婚約解消するはずが、宿敵御曹司はウブな許嫁を愛で尽くす~甘くほどける政略結婚~
いつの間にか校内では『遊び人』なんて認識を持たれていたらしいが、出掛けていただけで手を繋いだこともない。
俺との結婚を“政略結婚”だと割り切り、それまでは他の男と遊ぶと宣言してきた陽菜を、俺もただの“政略結婚の相手”として見ようと思ったが、どうしても無理だった。
陽菜の考えに怒りを感じ、嫉妬に狂いそうになっても、彼女の夢を語る横顔、対等に言い争ってくる気の強さ、俺の夢を応援すると言ってくれた笑顔も、すべてが好きだった。
誰と一緒にいても、陽菜の存在を探し求めてしまう。
父には陽菜との結婚を断る気はないと宣言し、二十五歳になったら必ず手に入れようと固く決意した。

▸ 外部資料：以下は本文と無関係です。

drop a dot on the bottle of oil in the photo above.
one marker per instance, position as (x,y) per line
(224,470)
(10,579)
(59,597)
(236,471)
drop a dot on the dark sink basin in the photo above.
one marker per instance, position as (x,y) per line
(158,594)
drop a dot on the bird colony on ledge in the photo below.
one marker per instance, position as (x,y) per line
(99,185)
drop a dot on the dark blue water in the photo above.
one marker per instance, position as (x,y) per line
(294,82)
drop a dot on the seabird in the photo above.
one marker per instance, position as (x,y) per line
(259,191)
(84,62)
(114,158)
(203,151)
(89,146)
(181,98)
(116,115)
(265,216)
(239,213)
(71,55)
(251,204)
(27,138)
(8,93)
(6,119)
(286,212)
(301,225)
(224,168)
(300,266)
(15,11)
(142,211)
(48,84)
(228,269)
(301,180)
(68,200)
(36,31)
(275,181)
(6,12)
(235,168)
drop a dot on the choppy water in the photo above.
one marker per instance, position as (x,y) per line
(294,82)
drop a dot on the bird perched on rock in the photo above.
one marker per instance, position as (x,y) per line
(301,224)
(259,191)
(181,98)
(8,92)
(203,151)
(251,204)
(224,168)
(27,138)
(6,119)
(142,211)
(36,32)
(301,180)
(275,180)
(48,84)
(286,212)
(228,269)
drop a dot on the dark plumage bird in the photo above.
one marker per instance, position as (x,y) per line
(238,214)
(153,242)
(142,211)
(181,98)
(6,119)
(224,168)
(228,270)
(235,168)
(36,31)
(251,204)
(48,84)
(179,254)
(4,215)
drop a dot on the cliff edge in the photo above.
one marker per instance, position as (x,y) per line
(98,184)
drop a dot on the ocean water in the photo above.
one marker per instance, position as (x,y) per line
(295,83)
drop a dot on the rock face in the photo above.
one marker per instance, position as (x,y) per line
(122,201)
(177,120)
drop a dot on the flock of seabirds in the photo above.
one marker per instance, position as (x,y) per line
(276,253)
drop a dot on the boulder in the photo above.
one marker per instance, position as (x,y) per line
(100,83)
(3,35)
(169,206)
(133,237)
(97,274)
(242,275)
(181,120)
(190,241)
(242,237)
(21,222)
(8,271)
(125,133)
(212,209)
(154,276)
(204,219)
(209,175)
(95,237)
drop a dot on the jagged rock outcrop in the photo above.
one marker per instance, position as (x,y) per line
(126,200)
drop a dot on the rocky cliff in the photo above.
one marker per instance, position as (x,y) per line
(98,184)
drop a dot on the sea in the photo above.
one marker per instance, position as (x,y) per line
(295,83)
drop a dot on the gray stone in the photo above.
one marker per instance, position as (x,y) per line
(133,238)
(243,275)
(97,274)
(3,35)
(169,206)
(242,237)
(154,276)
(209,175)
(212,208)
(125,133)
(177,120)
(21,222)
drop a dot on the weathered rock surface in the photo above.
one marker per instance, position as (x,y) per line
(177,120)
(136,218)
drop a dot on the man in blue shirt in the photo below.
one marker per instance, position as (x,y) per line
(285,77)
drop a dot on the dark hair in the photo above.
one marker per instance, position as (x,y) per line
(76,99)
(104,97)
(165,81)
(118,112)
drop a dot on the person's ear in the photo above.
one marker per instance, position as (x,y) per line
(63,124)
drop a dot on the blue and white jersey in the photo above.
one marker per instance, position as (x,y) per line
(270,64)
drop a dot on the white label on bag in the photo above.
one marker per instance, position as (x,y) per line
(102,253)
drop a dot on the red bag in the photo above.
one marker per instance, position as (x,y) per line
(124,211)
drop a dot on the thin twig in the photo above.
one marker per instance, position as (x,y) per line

大学に入り、さすがに陽菜を手に入れた時に自分だけ未経験なのも恥ずかしく、また宣言するほど散々遊んできた彼女に童貞だと馬鹿にされるのも嫌で、高校の頃とは違い、遊び慣れていて後腐れのなさそうな割り切った何人かの女性とその場限りの関係をもったこともあるが、それだけだ。
陽菜が考えているほど経験豊富なわけでも、遊び歩いていたわけでもない。
就職してからは仕事を覚えるのに必死だった。
特別扱いされたくなくて、母の旧姓である『佐々木』を名乗って研鑽を積み、子供の頃に陽菜と語った夢を実現させるための布石を打つのに駆けずり回っていた。